De achtergrond van deze uitzondering is dat de verschillen van inzicht tussen de belastingplichtige en de fiscus aanleiding kunnen zijn voor de overlegging van nadere gegevens, nader onderzoek door de Belastingdienst, en voor uitvoerige schriftelijke en mondelinge gedachtenwisselingen. Niet zelden is dan de voor navordering beschikbare termijn niet voldoende voor de vaststelling van de relevante feiten en omstandigheden.
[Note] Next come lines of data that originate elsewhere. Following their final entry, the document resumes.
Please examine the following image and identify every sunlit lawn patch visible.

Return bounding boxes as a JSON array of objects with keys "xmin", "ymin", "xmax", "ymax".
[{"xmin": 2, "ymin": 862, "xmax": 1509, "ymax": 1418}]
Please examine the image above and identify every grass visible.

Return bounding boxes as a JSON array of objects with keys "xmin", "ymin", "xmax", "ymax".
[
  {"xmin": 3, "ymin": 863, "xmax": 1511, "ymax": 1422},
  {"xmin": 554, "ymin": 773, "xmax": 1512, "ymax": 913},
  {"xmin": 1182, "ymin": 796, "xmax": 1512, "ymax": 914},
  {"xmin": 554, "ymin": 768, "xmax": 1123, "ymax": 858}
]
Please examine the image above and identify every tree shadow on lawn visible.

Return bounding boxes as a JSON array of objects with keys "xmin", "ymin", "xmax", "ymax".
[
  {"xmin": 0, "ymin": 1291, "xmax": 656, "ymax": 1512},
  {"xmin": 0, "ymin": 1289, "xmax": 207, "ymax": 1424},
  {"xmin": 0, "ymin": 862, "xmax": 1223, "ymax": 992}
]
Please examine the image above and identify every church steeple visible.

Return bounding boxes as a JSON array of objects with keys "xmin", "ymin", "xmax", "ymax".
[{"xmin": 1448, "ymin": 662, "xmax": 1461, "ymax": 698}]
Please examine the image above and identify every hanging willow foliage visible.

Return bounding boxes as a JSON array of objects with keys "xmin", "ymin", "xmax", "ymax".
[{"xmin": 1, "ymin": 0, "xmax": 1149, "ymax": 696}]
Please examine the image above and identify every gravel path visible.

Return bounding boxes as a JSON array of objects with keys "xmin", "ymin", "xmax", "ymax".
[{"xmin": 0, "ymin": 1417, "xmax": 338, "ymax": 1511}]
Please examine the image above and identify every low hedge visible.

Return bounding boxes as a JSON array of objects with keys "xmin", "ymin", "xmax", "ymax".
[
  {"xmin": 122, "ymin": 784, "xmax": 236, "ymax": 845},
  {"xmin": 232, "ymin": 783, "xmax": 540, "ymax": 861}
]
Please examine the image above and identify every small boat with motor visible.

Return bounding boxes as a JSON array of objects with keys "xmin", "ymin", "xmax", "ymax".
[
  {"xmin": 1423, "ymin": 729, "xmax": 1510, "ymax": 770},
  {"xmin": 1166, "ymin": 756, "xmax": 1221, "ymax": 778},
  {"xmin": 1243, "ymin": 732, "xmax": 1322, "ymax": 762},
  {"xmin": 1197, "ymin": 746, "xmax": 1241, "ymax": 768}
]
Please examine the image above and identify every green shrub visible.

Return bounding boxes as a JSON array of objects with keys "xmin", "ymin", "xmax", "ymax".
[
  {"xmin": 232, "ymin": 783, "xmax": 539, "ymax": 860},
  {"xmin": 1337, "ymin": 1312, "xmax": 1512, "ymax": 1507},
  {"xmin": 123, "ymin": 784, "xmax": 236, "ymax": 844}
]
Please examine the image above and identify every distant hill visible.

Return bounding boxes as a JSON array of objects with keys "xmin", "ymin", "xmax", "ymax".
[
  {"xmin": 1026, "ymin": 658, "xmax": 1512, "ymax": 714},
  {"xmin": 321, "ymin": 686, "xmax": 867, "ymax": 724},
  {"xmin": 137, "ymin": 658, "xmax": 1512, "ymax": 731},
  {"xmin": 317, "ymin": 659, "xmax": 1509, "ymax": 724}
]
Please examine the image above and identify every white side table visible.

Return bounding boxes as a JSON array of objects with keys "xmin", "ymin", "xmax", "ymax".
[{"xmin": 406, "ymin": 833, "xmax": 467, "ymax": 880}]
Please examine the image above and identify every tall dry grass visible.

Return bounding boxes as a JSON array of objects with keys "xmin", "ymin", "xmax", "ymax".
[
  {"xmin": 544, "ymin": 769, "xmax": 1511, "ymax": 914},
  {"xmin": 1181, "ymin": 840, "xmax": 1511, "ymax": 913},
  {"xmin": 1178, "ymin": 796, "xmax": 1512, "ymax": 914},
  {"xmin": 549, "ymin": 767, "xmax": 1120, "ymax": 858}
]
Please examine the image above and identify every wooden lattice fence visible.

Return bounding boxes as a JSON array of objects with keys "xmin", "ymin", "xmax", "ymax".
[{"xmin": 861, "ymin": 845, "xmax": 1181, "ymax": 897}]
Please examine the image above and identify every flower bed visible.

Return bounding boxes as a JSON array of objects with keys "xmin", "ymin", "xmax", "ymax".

Voor de belasting als zodanig brengt in die gevallen het opleggen van een navorderingsaanslag tot behoud van recht uitkomst.

In het algemeen is dit geen aanvaardbare oplossing voor de vraag of al dan niet een vergrijpboete kan worden opgeleged, omdat de tijd ontbreekt om te komen tot een weloverwogen oordeel over opzet en schuld van de belastingplichtige. De belastingplichtige moet immers door de boete-inspecteur vooraf in kennis worden gesteld van diens voornemen een vergrijpboete op te leggen, onder vermelding van de gronden waarop dat voornemen berust. Tevens moet de belastingplichtige in de gelegenheid worden gesteld die gronden gemotiveerd te betwisten. Het gaat naar onze mening te ver als het tijdsbeslag dat gemoeid is met die kennisgeving en de gelegenheid tot reactie vooraf, in wezen in mindering komt op de navorderingstermijn. Vandaar ons voorstel in de hiervoor aangegeven omstandigheden de boete-inspecteur na de vaststelling van de navorderingstermijn nog zes maanden te geven voor de mogelijkheid om een navorderingsboete op te leggen."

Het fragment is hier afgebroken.